The Beach at Skara Brae (2013 - 17)
3-Screen Panoramic Installation
This work was shot in Orkney in 2013 and was shown in 2017 as a 3 screen panoramic installation as part of Ocean Imaginaries. As always, documenting video installation proves difficult but the three elements are embedded in the version above.
Thanks to Anne Bevan and Linda Williams who were important supporters of this project.
The work has a text element, which is a step away from my previous monologues and something I haven't worked with for some years. Rather than offer of an account of the work here, I have put a transcript of the text below.
The bay frames the sea,
the sea rises up to meet the land.
This is Skaill Bay, on Mainland, in Orkney, just off the northern tip of Scotland. These waves, washing in from the North Sea have pushed this edge back and forth for millennia.
In the 19th century, when every gentleman of leisure displayed scientific curiosities in the drawing room, a big tide revealed a neo-lithic stone village, previously covered by dunes right at the feet of the laird of Skaill Manor, an amateur archaeologist. Amongst his collection too were Captains Cook’s dishes, traded when Resolution and Discovery called in at Orkney on their return from Cook’s ill-fated third voyage.
Like Cook’s voyages the village was not a discovery so much as a laying claim, for rectangular barrows on the Downs of Skaill were reported in a traveller’s account written in 1767, and the village stood first upon this land some 5000 years ago, when it was some distance from the sea, with good grazing and farming to be had between Skaill Loch and the strand.
Now it is daily threatened by the sea that nibbles at its footings, just metres from the tide.
The grasses reach to bind the sand in place, a million, million sentries holding position and stretching to claim a salient where none can be found.
A woven remnant of cyclone fencing begins to assimilate, taking its cue from the grasses.
The tide’s age long tussle with humans can be read in the layers of anthropogenic stone sandwiched in the dune, topped by dry stone walls, the remains of the most recently contested site, an old mill. The mill harnessed the water that flowed in the waterway, the bourne, from Skaill Loch to the Bay, water that is now its undoing.
An entire spool of packing strap, fallen from a passing ship, has reordered itself into a fisherman’s nightmare. A skein with ends lost, quivering at the shoreline.
Submarine nets have been recycled and redeployed in a rear-guard action to maintain the foundations of the mill. The submarine nets are left over from world war two when they worked to keep U-boats out of the nooks and crannies that lead to Scapa Flow which waters sheltered British fleets from the North Sea in both world wars, as they have done back into pre-history.
Here it fights to keep the stone and the sea apart, or at least on separate sides of a line, with order in, disorder out, so that one narrative may prevail over another and stayed fixed, here at the edge.
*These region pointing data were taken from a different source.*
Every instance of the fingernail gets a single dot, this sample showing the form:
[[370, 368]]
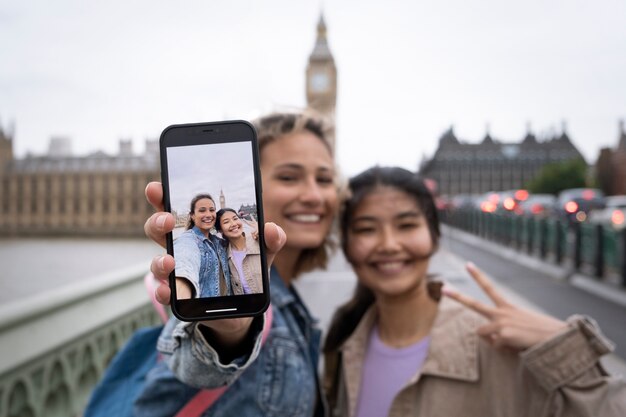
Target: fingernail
[[446, 290], [161, 221], [162, 263]]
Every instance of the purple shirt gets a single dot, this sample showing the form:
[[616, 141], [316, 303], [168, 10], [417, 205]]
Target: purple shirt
[[238, 256], [385, 372]]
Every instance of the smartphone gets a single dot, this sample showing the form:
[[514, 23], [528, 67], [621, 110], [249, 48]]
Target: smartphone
[[212, 186]]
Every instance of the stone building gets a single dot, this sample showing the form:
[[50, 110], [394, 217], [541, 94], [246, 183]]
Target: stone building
[[60, 194], [321, 76], [459, 167], [611, 166]]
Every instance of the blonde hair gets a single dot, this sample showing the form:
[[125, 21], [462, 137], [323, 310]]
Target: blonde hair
[[277, 125]]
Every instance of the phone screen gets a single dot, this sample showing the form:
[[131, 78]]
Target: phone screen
[[211, 185]]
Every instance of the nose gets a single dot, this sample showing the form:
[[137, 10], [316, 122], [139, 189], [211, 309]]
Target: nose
[[311, 192], [388, 240]]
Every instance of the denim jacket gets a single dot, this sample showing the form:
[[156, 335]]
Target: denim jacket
[[197, 260], [278, 378]]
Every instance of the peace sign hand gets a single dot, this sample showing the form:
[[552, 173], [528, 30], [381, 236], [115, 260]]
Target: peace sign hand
[[509, 326]]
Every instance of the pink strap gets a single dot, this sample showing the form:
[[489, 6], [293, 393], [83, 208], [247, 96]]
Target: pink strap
[[206, 397], [148, 281]]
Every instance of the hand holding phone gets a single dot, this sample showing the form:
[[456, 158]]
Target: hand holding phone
[[210, 175]]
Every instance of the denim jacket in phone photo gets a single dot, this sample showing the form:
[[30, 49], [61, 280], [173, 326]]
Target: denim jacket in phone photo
[[202, 261]]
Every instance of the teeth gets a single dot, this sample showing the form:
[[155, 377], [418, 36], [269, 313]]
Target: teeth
[[306, 218], [390, 266]]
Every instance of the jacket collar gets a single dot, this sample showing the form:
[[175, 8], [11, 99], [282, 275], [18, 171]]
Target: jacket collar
[[452, 353]]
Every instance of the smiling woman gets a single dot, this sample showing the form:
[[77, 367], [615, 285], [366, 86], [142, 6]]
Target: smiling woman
[[244, 255], [398, 348], [201, 266]]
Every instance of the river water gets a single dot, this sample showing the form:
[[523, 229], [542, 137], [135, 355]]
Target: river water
[[34, 265]]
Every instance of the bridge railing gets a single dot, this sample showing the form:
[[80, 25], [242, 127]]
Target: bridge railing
[[55, 346], [592, 249]]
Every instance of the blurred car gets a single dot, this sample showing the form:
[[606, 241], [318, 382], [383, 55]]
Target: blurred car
[[613, 214], [503, 201], [538, 205], [574, 204]]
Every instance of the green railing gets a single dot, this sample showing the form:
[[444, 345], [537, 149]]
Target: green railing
[[589, 248]]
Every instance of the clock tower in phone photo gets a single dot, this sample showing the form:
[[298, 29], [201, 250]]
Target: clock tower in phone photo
[[321, 75]]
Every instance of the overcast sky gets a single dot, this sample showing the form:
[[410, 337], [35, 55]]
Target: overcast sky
[[211, 169], [98, 71]]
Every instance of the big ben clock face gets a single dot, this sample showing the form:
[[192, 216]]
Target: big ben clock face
[[319, 82]]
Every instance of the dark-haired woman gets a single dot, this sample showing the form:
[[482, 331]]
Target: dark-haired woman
[[244, 254], [399, 349], [201, 262]]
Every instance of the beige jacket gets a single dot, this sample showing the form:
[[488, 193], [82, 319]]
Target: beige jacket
[[464, 376], [251, 268]]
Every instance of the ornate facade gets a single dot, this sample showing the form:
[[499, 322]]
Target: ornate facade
[[59, 194], [321, 75], [466, 168]]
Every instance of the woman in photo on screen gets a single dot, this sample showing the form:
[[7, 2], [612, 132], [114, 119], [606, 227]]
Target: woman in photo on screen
[[244, 255], [278, 378], [201, 260]]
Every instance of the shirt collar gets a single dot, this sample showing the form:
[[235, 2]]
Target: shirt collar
[[453, 350]]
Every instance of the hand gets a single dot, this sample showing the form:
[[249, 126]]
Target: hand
[[509, 326], [161, 222]]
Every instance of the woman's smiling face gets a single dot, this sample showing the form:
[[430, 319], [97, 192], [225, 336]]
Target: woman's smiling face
[[231, 225], [389, 242], [203, 215], [299, 191]]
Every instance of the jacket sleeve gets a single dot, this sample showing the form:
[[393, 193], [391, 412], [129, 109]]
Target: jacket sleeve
[[187, 255], [567, 367], [197, 363]]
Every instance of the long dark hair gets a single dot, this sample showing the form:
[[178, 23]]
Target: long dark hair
[[192, 208], [347, 317]]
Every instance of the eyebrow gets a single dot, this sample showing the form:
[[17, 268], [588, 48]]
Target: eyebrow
[[400, 216], [291, 165]]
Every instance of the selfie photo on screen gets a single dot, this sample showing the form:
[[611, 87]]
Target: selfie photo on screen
[[213, 201]]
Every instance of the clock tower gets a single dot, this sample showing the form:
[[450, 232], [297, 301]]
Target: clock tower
[[321, 75]]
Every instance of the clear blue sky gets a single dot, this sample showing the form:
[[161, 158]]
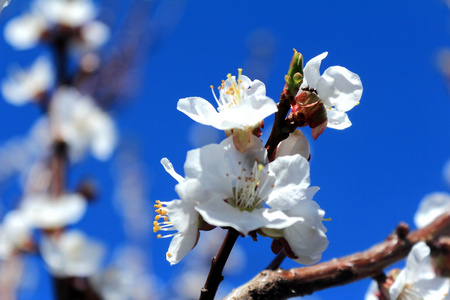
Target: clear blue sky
[[372, 175]]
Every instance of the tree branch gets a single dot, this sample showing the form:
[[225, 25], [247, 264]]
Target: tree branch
[[282, 284]]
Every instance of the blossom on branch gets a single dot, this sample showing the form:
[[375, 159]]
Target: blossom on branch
[[26, 85], [242, 106], [333, 93], [418, 280], [78, 121], [71, 254]]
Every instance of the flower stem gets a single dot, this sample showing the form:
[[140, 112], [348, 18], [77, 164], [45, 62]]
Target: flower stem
[[280, 129], [276, 262], [215, 276]]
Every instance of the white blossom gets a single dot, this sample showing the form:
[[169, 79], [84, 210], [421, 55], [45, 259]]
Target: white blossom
[[15, 233], [339, 89], [233, 188], [73, 13], [71, 254], [48, 212], [4, 3], [179, 216], [82, 125], [418, 280], [26, 31], [25, 85], [431, 207], [307, 238], [242, 104]]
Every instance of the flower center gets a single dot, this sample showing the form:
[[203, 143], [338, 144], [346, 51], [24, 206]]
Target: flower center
[[162, 222], [246, 189], [231, 91]]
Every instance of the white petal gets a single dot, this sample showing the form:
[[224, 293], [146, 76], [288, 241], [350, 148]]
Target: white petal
[[292, 180], [94, 34], [296, 143], [72, 254], [4, 3], [340, 88], [171, 170], [337, 120], [44, 211], [181, 244], [25, 31], [431, 207], [311, 72], [201, 111], [307, 238], [218, 213]]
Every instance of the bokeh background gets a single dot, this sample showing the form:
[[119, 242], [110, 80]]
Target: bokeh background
[[372, 175]]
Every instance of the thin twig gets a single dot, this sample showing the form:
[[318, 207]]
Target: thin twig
[[282, 284], [215, 276]]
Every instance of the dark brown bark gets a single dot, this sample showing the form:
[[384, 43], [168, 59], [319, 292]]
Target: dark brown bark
[[282, 284]]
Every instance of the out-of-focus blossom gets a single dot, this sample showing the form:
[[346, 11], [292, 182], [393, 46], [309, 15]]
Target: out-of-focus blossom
[[72, 13], [82, 125], [15, 233], [47, 212], [26, 31], [25, 85], [71, 254], [296, 143], [4, 3], [338, 88], [431, 207], [418, 280]]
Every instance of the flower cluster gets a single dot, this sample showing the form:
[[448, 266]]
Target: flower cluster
[[236, 185], [72, 124]]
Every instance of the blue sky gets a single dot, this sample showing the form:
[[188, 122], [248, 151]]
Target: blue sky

In its efforts, the submarine net captures yet more nets, those of the fishing fleets who still work the North Sea. As it loses its integrity, it frays, reaching like the grasses, for purchase. Striving to impose the order built into its form again and again, it binds all it meets to its purpose, re-organising it in its own image. Adrift from its purpose, it is caught up or caught upon, it becomes that which it seeks to contain. It drifts from its orderly grid into the tangled chaos of the non-human just beyond the doorstep.
The villagers of Skara Brae, too, fought disorder on their own doorstep as their village was consumed by the encroaching tides of sand and their own rubbish, eventually driven from their homes by the waves of entropy. By a tide covered, by a tide revealed, by a tide now cast asunder.
Pollen in the geological record tells us people came to farm in the rich land between the loch and the sea. Amongst the bounty of the tide is this ancient technology, these giant algae. It is an ancient medicine, food and fertiliser. It was harvested here for centuries to manufacture Potash and later Iodine as well as to create a Sea Tangle tent, an aid for abortions. It is still called Tangle weed.
Like the flesh and bark it resembles, the tangle weed occupies the boundary between inside and out, within and without.
Like all these technologies tangle sits grasping at the oscillating edge, it clings and captures, restraining, constraining, casting a net across chaos to draw its vitality into our grasp.